Angesichts der hohen Energiepreise sowie anhaltender Lieferprobleme im Welthandel ist zuletzt immer deutlicher geworden, dass die erhöhte Inflation kein - wie von den US-Notenbankern zunächst angenommen - relativ rasch vorübergehendes Phänomen ist. Am Leitzins, der in der extrem niedrigen Spanne von 0,00 bis 0,25 Prozent liegt, will die Fed vorerst dennoch nicht rütteln.
Fed-Chef bleibt trotz Inflation gelassen
An den Märkten mehren sich unterdessen die warnenden Stimmen. "Die Beständigkeit der hohen Inflationswerte wird zum Problemfall", sagt etwa Peter De Coensel, CEO des global tätigen Vermögensverwalters DPAM. "Selbst die kleinste Inflationsüberraschung nach oben, die nicht dem Konsens entspricht, kann Schockwellen auslösen."
Die Fed bleibt indes gelassen. "Wir glauben nicht, dass es an der Zeit ist, die Zinsen anzuheben", erklärt ihr Chef, Jerome Powell. Trotz einer erheblich besseren Lage am US-Arbeitsmarkt gebe es immer noch Raum für Verbesserungen. Der Zeitpunkt einer ersten Zinserhöhung nach der Corona-Krise sei vor allem von der wirtschaftlichen Entwicklung abhängig, so Powell am Mittwoch. Sollte eine Anhebung angezeigt sein, werde die Fed nicht zögern. Setze sich die gute Entwicklung am Arbeitsmarkt fort, sei Vollbeschäftigung in der zweiten Jahreshälfte 2022 möglich (Vollbeschäftigung gilt neben Preisstabilität als zweites Ziel der Fed).
Christian Scherrmann, Ökonom bei dem zur Deutschen Bank gehörenden Vermögensverwalter DWS, sieht denn auch das zweite Halbjahr 2022 als potenziellen Zeitpunkt, "an dem die Fed bereit wäre, den nächsten Schritt in Richtung Normalisierung (mit Zinserhöhungen, Anm. d. Red.) zu vollziehen". Darauf deute das derzeitige Tempo der Reduktionen bei den Anleihenkäufen hin.
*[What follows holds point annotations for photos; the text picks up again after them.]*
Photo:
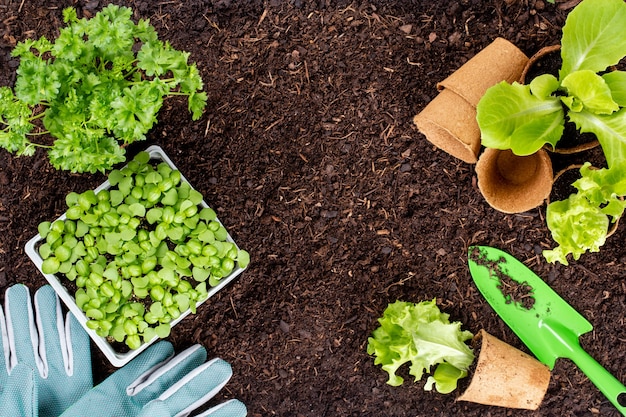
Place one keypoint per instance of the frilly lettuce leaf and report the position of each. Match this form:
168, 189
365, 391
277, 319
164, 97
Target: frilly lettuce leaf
580, 223
422, 335
587, 90
593, 36
610, 131
510, 116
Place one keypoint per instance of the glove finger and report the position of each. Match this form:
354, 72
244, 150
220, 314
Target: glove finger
113, 391
21, 331
19, 398
155, 381
51, 330
5, 359
230, 408
77, 341
63, 344
197, 387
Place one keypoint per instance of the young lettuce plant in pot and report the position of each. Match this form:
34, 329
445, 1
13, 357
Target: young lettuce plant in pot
592, 95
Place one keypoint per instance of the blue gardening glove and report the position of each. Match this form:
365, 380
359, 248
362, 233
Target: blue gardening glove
45, 364
158, 384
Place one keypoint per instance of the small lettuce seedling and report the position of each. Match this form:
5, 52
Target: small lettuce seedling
422, 335
523, 118
98, 86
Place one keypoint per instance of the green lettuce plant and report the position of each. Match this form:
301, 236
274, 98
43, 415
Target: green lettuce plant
98, 87
422, 335
524, 118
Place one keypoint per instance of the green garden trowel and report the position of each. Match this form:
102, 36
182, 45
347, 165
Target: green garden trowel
548, 325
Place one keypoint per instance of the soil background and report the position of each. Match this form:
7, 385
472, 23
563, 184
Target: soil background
308, 153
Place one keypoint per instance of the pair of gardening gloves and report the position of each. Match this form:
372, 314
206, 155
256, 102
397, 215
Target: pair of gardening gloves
45, 370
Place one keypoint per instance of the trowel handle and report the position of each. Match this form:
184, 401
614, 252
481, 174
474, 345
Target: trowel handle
610, 386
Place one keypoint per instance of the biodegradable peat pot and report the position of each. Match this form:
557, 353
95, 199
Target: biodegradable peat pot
117, 356
512, 183
449, 120
505, 376
547, 60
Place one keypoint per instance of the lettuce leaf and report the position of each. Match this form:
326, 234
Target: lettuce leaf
510, 116
581, 222
593, 36
422, 335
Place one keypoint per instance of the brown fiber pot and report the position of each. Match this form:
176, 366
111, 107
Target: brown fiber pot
506, 377
512, 183
449, 120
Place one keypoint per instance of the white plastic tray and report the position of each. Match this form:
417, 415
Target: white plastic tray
116, 358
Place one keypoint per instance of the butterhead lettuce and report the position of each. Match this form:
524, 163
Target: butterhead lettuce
524, 118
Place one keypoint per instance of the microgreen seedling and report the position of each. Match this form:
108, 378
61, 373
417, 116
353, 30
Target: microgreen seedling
135, 260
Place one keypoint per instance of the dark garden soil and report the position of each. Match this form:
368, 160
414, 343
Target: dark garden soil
308, 153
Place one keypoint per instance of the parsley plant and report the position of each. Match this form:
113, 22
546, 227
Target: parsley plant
98, 87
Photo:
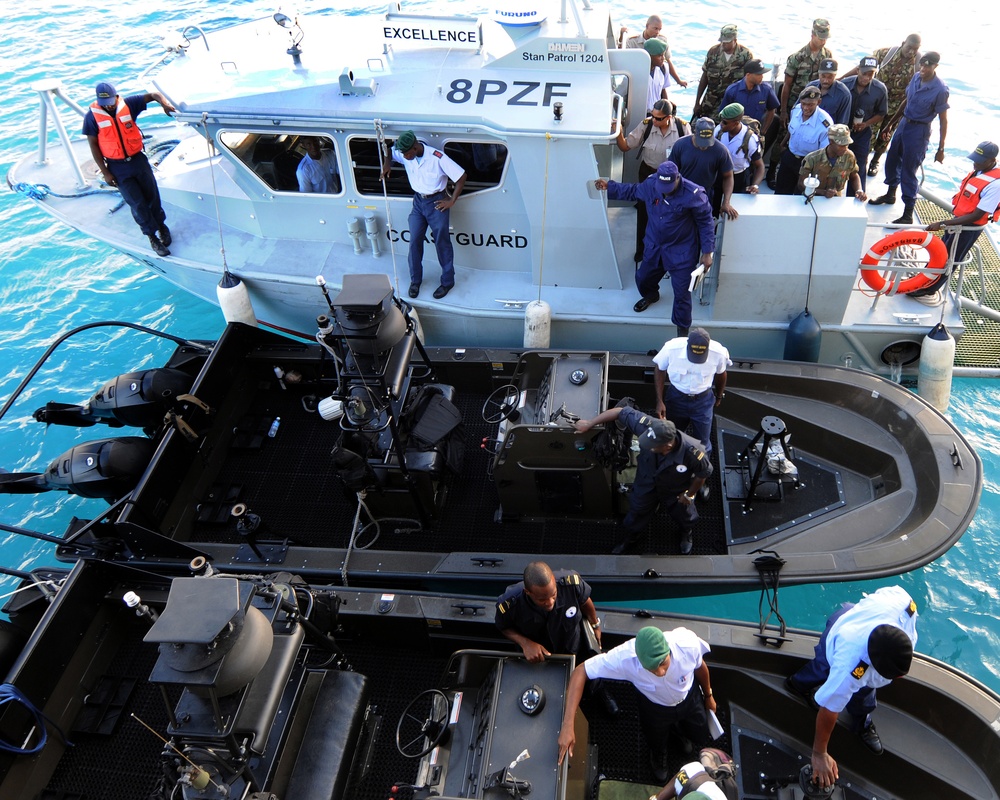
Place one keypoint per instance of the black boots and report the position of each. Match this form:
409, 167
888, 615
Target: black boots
158, 247
888, 199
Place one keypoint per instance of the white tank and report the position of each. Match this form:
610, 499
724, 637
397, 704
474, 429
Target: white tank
937, 357
234, 300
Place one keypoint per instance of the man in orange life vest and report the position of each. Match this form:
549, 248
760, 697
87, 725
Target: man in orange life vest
116, 144
976, 203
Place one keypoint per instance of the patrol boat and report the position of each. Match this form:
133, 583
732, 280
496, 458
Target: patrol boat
211, 685
528, 99
368, 456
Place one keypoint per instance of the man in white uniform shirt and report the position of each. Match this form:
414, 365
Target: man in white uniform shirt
690, 380
675, 689
428, 171
864, 647
317, 171
744, 147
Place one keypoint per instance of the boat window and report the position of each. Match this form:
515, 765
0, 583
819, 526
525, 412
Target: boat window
276, 159
483, 162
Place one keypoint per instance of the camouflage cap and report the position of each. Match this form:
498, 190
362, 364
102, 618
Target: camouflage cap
655, 47
703, 132
755, 67
840, 134
728, 33
733, 111
405, 141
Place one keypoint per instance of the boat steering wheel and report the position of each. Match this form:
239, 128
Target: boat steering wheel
501, 404
425, 719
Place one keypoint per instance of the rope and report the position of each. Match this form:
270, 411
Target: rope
545, 204
384, 150
215, 195
39, 191
11, 694
28, 587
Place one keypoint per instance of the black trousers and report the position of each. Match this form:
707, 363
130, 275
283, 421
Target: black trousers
688, 717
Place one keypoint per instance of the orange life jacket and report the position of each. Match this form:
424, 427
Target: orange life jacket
966, 200
118, 136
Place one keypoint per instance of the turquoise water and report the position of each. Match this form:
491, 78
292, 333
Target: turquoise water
52, 279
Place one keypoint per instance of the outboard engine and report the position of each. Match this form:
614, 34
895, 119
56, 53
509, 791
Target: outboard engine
138, 399
105, 468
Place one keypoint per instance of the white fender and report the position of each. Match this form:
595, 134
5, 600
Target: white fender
537, 325
937, 357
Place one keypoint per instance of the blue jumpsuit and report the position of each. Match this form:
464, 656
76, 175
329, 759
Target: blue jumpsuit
924, 101
680, 229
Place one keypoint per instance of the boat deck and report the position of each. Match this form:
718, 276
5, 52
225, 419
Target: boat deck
296, 495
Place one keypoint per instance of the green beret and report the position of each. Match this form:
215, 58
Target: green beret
655, 47
733, 111
405, 141
651, 648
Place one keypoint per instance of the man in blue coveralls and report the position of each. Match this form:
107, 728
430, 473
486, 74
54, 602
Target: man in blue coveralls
926, 97
680, 227
671, 470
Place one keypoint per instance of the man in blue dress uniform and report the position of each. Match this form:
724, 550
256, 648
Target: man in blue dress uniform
680, 227
869, 105
671, 470
926, 97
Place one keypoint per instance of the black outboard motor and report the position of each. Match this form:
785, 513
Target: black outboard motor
138, 399
106, 468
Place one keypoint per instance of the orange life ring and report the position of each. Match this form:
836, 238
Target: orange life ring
937, 257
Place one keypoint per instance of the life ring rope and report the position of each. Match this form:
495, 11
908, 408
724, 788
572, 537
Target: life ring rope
937, 255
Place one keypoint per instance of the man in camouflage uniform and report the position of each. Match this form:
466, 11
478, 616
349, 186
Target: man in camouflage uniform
896, 68
723, 66
834, 166
801, 67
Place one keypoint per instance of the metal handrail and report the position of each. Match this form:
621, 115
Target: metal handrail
48, 92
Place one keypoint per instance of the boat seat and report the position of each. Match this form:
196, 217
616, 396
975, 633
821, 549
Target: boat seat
326, 756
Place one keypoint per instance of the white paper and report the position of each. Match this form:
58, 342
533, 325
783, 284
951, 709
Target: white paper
696, 277
714, 726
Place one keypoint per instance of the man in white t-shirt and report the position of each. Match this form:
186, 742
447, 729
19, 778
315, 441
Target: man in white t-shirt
863, 648
744, 147
668, 670
690, 380
317, 171
428, 171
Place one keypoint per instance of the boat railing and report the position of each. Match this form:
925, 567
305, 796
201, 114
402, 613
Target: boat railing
48, 92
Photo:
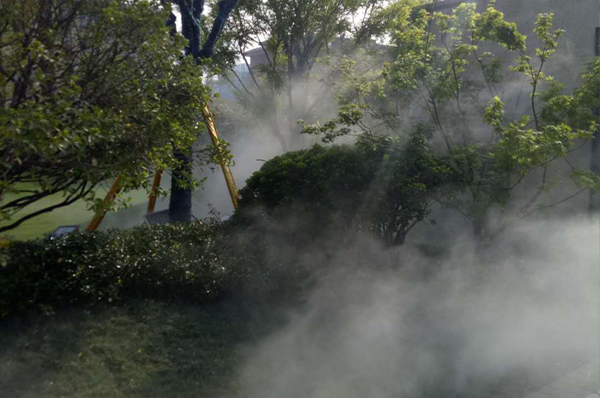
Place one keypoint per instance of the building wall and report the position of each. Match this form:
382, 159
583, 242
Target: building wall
578, 18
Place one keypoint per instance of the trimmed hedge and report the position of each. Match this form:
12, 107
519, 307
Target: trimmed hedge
178, 261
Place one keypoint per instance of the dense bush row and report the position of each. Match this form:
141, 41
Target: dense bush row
379, 186
168, 261
297, 203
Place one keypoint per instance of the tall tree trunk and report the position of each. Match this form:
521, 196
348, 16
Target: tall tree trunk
180, 204
595, 168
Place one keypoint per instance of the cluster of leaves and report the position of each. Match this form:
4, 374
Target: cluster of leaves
428, 74
172, 261
381, 186
90, 90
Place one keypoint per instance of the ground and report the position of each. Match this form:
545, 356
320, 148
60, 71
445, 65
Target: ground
144, 349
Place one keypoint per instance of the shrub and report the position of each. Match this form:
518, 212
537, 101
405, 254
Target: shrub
381, 186
179, 260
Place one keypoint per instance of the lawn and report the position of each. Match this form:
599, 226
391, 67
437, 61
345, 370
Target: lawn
75, 214
145, 349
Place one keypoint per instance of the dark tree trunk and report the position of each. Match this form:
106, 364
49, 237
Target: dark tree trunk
180, 204
595, 168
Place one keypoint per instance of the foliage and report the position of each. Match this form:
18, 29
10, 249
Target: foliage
90, 90
382, 187
177, 261
291, 35
142, 348
428, 74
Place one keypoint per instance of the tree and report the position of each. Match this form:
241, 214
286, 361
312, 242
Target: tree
180, 205
90, 89
292, 35
381, 187
427, 76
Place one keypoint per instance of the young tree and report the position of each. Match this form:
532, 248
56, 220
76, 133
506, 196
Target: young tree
428, 77
90, 89
180, 204
292, 35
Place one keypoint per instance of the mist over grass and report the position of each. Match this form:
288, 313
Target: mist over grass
497, 321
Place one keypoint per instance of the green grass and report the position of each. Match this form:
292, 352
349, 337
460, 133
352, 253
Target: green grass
75, 214
146, 349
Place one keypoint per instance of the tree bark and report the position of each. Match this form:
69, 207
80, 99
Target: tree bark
180, 204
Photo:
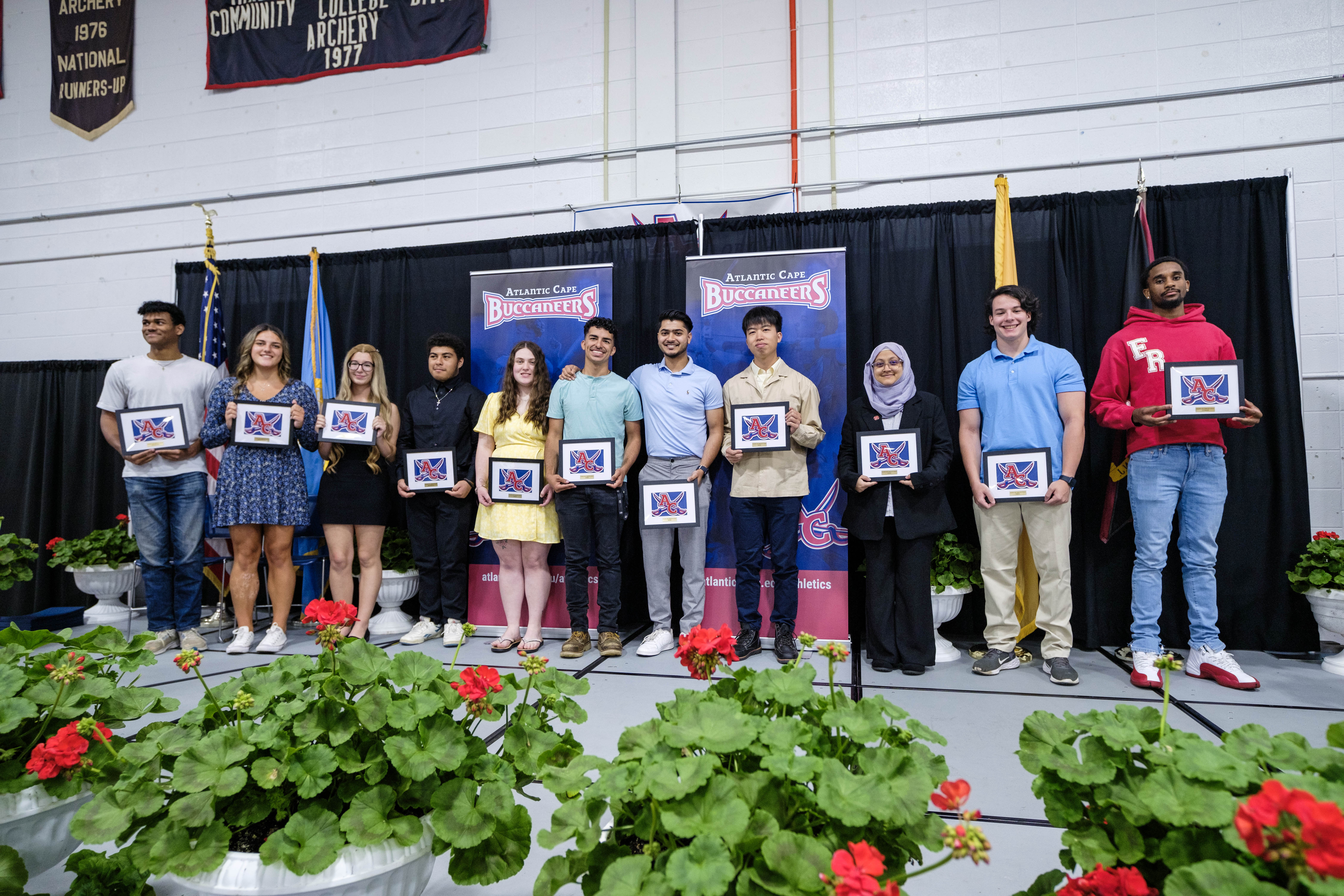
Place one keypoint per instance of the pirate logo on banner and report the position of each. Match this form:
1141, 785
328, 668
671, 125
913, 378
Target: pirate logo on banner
91, 65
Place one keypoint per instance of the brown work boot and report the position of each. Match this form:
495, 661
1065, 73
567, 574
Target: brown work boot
576, 647
609, 644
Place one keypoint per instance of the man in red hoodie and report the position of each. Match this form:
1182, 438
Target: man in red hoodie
1175, 467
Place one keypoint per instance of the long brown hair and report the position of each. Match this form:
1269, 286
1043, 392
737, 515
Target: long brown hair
541, 400
247, 367
378, 390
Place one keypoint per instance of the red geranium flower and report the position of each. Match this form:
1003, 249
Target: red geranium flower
1108, 882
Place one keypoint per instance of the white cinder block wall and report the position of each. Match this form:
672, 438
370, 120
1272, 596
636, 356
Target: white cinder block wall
538, 92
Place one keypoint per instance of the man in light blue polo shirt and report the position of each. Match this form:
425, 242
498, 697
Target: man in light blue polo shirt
1023, 394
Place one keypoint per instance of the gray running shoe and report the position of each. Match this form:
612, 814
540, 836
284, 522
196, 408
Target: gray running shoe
995, 661
1060, 671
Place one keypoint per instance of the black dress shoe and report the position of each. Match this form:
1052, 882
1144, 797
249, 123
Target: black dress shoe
748, 643
786, 648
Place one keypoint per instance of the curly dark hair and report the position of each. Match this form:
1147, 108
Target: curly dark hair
1027, 299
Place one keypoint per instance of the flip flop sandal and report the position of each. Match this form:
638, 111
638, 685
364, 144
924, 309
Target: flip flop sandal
513, 645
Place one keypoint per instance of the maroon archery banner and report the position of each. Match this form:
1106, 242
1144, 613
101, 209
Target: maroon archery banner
275, 42
91, 64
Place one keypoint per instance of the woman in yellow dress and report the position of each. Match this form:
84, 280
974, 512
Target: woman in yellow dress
514, 425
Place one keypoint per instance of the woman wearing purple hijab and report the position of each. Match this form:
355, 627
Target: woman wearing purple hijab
900, 519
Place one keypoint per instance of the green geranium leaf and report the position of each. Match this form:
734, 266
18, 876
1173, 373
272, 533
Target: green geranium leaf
415, 668
213, 764
498, 858
714, 810
308, 844
1218, 879
705, 868
800, 860
312, 770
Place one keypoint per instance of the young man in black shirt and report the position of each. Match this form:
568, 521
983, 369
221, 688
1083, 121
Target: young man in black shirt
441, 414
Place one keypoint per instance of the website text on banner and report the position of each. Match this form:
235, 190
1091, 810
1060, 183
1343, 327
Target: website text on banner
549, 307
808, 291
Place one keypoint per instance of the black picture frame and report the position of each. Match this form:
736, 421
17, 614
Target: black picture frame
761, 408
127, 416
495, 488
241, 439
1173, 374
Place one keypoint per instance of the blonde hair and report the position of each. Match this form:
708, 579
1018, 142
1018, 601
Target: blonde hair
378, 390
247, 367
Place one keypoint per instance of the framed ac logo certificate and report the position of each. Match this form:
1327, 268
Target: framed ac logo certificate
892, 455
264, 425
1205, 390
670, 504
147, 429
588, 461
760, 428
1018, 475
515, 481
350, 424
431, 471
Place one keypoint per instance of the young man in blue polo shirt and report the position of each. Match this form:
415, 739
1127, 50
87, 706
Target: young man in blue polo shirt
597, 405
1023, 394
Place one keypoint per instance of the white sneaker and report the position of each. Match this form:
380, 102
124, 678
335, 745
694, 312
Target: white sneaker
656, 643
162, 641
423, 632
1220, 667
241, 643
275, 640
1146, 675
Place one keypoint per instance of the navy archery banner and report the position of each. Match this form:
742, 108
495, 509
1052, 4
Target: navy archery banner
272, 42
808, 291
548, 307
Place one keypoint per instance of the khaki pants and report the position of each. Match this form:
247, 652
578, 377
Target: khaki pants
1050, 530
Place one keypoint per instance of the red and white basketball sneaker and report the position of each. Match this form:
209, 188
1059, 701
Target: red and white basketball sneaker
1221, 668
1146, 675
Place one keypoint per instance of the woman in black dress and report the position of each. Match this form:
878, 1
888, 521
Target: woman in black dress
897, 522
355, 495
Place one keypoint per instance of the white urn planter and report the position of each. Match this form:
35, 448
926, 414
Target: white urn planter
388, 870
1328, 608
109, 585
38, 827
396, 590
945, 609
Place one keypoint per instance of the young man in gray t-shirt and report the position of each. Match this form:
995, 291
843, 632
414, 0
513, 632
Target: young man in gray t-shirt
166, 488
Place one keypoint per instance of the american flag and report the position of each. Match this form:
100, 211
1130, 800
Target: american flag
152, 429
350, 422
761, 429
667, 503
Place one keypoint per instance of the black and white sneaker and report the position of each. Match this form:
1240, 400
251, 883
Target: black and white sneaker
995, 661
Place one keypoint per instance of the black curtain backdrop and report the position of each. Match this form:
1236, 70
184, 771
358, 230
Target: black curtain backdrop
61, 478
920, 275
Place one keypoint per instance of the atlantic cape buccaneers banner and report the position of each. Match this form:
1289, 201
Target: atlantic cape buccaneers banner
549, 307
808, 289
269, 42
91, 64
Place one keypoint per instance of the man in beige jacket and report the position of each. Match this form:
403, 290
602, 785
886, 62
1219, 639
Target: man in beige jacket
768, 487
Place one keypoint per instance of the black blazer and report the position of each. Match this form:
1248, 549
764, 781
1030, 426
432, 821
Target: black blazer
917, 512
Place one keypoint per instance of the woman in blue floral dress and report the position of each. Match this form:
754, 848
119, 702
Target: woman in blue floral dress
263, 492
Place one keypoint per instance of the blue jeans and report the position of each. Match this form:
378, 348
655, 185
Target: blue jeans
757, 523
169, 515
1191, 480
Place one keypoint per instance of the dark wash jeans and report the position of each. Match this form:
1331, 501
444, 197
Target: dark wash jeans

Bank-Austria-Expertin Rosen-Philipp rechnet hingegen mit einer ersten Zinsanhebung in den USA weiterhin für das erste Halbjahr 2023. "Die Risiken gehen aber in Richtung einer früheren Anhebung", räumt sie ein.
Indes zitiert die Nachrichtenagentur Reuters Axel Angermann von der im Fondsmanagement tätigen Feri-Gruppe mit den Worten: "Eine echte geldpolitische Wende kann sich Fed-Chef Powell gar nicht leisten, weil mit deutlich höheren Zinsen die Finanzierung der immensen Staatsschulden gefährdet wäre."
EZB erteilt Zinsfantasien an Märkten erneut Absage
Währenddessen wird es in der Eurozone wohl noch länger als in den USA dauern, bis erstmals nach der Viruskrise wieder an der Zinsschraube gedreht wird. Mit einer Zinserhöhung schon im nächsten Jahr ist derzeit aller Voraussicht nach nicht zu rechnen, wie die Präsidentin der Europäischen Zentralbank (EZB), Christine Lagarde, erst dieser Tage bekräftigte. Die EZB habe in ihrem geldpolitischen Ausblick drei Bedingungen genannt, die erfüllt sein müssten, bevor die Zinsen zu steigen beginnen.
"Trotz des gegenwärtigen Inflationsanstiegs bleibt der Inflationsausblick mittelfristig verhalten", so Lagarde. "Und daher ist es sehr unwahrscheinlich, dass diese drei Bedingungen im nächsten Jahr erfüllt sind." Wie die Fed hält auch die EZB den aktuellen Inflationsschub nur für ein vorübergehendes Phänomen. Inzwischen hat sie aber signalisiert, dass ihr Corona-Notprogramm Pepp - wie in den USA ein riesiges Ankaufsprogramm für Anleihen - im März 2022 enden dürfte.